Les sculptures de Kyle Alden Martens empruntent souvent leurs formes aux vêtements qu’il transforme en objets ambigus. Ses installations ouvrent un espace de réflexion autour des questions de genre et d’identité, en remettant en cause les catégories. À son arrivée à Est-Nord-Est, quelques jours après le montage de Split Hairs à Diagonale, l’artiste souhaite poursuivre cette recherche avec un matériau encore relativement nouveau pour lui : le bois. La résidence devient un espace pour reprendre son souffle et expérimenter, après plusieurs mois consacrés à la préparation de son exposition.

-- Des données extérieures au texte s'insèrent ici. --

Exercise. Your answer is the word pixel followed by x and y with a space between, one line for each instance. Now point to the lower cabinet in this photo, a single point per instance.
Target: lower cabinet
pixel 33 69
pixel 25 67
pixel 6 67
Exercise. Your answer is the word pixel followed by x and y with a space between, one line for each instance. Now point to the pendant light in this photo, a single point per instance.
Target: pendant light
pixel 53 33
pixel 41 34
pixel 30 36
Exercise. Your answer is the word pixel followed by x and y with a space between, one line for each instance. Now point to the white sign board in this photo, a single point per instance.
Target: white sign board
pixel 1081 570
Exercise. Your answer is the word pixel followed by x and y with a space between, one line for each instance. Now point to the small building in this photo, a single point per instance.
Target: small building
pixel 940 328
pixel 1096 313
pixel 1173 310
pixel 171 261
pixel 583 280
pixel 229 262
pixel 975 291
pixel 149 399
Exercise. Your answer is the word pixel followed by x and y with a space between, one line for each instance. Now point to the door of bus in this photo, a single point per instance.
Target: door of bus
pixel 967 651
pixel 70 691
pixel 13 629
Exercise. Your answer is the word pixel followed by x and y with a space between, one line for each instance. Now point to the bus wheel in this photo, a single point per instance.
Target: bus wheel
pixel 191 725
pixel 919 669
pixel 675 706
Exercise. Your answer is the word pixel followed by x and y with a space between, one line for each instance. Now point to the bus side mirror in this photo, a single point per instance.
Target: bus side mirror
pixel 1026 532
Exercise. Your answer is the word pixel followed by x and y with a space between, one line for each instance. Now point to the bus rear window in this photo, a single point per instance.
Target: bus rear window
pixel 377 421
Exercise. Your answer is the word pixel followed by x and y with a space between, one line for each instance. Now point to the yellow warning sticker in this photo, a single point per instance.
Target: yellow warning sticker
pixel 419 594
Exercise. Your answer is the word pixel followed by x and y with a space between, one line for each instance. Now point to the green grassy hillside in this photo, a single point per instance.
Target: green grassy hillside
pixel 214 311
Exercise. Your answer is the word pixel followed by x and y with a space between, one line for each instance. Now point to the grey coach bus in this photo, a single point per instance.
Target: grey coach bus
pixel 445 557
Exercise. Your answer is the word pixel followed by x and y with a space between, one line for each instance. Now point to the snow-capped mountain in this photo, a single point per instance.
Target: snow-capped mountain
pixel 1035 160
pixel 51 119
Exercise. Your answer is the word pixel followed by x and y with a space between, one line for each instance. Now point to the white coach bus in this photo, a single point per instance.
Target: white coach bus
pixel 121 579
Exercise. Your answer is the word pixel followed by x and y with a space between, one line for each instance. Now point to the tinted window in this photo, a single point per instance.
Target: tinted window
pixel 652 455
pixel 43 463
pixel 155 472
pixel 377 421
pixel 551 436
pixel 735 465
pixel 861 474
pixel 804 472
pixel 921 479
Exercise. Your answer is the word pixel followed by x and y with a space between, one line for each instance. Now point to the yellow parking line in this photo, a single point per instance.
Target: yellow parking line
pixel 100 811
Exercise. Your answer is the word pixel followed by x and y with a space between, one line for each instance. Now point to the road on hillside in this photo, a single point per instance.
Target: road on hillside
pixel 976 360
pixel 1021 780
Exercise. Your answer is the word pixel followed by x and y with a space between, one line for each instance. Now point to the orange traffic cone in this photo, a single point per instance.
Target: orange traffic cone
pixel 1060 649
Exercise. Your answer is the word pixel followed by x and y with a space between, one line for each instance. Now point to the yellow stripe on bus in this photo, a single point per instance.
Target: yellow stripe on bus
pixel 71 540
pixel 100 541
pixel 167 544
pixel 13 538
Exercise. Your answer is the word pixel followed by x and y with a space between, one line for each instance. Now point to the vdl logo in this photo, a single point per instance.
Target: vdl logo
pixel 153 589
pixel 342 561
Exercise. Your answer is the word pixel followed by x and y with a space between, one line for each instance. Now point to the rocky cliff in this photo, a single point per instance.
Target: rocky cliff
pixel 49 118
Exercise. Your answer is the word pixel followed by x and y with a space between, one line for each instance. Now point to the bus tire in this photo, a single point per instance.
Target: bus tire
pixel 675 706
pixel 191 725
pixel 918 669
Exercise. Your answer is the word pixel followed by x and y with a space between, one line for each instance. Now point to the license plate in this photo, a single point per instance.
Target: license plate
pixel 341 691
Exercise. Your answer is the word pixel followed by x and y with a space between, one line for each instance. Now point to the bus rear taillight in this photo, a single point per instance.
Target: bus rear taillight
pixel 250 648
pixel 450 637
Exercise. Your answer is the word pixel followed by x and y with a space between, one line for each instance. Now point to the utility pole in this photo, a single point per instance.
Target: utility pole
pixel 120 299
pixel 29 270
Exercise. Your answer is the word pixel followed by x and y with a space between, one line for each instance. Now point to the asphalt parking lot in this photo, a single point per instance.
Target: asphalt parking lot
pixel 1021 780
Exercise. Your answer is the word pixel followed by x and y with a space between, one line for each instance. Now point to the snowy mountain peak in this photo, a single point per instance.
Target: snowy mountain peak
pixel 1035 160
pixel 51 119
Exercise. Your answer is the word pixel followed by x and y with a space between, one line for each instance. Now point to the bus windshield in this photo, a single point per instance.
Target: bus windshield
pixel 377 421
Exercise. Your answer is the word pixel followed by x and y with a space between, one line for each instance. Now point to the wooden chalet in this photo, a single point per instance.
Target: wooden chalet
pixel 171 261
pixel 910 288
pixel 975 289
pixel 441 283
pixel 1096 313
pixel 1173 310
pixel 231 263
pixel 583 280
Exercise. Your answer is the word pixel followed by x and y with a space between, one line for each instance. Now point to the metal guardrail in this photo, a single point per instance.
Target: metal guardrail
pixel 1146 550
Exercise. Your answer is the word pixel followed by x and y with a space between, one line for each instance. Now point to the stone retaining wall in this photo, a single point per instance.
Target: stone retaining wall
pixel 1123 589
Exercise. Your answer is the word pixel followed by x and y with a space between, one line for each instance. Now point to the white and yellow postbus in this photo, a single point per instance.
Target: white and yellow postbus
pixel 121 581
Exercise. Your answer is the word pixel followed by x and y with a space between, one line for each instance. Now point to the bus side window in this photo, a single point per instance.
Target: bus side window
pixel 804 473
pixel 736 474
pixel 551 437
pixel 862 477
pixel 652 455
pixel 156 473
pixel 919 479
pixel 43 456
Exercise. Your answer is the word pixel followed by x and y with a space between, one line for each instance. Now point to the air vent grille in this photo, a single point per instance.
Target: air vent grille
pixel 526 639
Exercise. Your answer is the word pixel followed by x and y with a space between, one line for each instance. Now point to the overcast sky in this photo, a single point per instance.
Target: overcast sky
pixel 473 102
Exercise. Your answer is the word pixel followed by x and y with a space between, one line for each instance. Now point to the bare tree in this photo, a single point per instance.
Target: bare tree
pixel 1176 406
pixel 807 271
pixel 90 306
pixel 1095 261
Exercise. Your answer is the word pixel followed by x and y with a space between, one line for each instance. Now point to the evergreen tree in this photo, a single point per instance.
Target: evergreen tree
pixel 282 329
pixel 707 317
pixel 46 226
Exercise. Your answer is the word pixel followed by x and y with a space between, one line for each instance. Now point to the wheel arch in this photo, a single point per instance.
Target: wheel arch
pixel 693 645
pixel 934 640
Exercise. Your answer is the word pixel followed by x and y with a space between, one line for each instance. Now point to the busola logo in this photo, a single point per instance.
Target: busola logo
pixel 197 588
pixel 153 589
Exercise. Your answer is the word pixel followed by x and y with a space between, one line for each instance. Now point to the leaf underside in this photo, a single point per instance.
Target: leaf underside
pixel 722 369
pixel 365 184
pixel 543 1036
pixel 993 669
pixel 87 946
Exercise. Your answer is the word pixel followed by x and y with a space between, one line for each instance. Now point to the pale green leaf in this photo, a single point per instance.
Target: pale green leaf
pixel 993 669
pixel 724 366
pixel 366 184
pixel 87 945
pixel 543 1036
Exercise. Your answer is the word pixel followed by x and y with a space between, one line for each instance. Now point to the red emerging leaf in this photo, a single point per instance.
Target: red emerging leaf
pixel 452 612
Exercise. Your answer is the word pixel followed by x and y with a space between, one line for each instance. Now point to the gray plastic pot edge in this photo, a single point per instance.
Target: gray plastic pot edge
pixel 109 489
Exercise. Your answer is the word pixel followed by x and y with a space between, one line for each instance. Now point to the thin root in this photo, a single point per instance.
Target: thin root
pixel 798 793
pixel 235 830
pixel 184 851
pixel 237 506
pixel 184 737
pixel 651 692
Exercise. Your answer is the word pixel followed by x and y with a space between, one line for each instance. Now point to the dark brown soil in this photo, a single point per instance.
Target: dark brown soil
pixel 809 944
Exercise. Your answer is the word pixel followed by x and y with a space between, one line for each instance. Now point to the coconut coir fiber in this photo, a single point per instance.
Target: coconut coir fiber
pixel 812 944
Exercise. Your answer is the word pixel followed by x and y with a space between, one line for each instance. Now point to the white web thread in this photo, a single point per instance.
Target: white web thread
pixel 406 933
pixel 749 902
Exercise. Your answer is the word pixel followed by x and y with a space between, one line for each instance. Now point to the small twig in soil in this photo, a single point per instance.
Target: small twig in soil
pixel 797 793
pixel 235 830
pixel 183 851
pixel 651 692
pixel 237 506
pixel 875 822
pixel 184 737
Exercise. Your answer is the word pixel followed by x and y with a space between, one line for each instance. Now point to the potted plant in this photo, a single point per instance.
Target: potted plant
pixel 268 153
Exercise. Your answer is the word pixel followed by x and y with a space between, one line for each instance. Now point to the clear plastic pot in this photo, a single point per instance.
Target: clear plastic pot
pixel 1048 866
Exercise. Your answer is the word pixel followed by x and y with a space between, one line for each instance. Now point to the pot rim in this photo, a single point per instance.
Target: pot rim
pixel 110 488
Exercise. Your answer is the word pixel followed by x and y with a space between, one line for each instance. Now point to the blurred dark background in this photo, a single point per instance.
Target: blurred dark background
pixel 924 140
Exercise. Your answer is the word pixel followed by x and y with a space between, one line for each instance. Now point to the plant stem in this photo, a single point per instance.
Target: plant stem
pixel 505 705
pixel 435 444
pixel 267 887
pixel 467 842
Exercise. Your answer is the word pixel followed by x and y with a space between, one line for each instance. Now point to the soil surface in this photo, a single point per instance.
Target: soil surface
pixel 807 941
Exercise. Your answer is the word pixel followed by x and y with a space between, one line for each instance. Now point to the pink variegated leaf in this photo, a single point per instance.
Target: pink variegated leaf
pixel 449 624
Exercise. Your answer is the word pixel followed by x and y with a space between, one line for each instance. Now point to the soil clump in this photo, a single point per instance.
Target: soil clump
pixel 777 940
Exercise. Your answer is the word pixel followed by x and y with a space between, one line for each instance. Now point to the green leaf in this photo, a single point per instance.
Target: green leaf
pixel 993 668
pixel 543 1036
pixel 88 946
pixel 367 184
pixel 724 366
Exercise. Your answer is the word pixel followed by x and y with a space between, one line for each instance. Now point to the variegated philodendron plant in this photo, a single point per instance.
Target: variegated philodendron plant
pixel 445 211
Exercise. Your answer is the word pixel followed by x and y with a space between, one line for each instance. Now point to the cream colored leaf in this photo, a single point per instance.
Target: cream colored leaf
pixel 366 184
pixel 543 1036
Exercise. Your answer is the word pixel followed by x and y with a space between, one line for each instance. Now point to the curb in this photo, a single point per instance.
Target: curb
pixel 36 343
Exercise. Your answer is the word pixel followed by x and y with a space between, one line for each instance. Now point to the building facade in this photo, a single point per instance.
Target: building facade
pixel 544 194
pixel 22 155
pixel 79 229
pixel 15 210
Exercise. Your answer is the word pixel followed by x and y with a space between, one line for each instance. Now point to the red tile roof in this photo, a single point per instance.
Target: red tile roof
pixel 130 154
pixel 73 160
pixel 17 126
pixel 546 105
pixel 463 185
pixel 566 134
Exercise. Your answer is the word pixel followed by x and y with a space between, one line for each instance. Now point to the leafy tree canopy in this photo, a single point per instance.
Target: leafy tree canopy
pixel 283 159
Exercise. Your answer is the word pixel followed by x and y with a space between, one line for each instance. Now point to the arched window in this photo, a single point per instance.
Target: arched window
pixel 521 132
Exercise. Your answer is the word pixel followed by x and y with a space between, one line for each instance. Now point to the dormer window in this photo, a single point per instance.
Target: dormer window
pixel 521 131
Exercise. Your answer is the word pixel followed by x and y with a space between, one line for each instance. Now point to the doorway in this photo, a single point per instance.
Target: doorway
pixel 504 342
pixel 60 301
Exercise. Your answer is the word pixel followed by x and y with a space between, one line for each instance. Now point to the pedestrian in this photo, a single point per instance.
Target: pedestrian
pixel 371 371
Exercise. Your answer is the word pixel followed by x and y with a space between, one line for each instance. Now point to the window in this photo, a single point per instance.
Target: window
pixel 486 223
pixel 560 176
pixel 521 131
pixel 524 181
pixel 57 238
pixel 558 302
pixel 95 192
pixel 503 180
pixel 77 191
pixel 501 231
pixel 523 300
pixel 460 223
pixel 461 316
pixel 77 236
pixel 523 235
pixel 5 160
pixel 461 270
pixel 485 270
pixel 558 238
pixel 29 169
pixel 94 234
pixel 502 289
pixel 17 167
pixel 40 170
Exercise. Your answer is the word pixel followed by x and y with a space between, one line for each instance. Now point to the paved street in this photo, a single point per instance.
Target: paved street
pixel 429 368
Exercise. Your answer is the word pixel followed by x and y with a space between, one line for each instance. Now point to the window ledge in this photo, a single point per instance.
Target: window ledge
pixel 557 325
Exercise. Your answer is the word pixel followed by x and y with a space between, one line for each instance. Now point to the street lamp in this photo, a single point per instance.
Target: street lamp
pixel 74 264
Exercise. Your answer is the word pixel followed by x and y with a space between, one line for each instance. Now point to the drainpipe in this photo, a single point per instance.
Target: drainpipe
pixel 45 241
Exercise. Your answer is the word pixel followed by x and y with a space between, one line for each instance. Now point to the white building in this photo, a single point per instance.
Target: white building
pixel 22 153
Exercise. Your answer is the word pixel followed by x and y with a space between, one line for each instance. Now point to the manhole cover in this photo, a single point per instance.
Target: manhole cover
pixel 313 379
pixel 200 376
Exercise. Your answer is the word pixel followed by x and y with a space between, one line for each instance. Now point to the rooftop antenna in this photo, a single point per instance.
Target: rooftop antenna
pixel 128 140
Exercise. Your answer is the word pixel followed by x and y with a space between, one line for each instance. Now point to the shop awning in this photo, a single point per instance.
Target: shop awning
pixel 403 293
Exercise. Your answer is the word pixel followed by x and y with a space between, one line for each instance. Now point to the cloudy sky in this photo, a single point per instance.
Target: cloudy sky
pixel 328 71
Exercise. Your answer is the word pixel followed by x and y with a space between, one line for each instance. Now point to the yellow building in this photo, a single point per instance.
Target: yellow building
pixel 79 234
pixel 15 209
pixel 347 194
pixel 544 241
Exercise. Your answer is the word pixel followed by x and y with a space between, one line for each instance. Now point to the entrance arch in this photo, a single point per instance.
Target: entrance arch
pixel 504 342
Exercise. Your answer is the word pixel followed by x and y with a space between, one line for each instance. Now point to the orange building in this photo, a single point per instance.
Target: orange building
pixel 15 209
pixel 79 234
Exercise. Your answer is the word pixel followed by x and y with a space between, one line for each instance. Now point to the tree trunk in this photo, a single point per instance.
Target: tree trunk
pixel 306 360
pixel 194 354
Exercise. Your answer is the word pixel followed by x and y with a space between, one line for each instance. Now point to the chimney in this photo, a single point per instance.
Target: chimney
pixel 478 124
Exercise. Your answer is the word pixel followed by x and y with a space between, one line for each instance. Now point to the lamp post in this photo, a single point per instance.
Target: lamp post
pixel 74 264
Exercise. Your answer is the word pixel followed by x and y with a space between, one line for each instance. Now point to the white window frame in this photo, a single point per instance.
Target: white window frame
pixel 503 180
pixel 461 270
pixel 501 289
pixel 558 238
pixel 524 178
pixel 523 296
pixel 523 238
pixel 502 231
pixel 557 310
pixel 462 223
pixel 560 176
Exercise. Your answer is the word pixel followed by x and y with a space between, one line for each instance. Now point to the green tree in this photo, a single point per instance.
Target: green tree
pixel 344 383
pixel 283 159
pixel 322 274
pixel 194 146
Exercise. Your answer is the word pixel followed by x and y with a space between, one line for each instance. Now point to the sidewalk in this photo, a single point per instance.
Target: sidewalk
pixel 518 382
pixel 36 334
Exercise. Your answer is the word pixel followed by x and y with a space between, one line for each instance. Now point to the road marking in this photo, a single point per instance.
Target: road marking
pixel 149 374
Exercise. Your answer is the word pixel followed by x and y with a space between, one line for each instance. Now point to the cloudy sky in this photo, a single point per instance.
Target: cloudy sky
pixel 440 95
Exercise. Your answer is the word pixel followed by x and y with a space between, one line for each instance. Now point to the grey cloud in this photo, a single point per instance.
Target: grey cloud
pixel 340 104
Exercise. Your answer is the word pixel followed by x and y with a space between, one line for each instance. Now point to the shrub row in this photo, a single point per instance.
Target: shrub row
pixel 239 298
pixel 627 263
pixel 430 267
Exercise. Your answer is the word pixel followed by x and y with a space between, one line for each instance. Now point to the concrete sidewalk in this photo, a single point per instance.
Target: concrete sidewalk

Dans l’atelier, une même question semble traverser son travail : comment maintenir les sculptures ouvertes ? Le cuir et la soie lui permettent déjà de travailler une tension entre forme tenue et instabilité. Le bois, en revanche, lui apparaît d’abord comme un matériau rigide, presque trop définitif. Il explore cette question à partir d’un objet qu’il transporte depuis plusieurs résidences : un ancien moule à chapeau. À Est-Nord-Est, il en fabrique plusieurs répliques et les dispose en ligne, au centre de son studio.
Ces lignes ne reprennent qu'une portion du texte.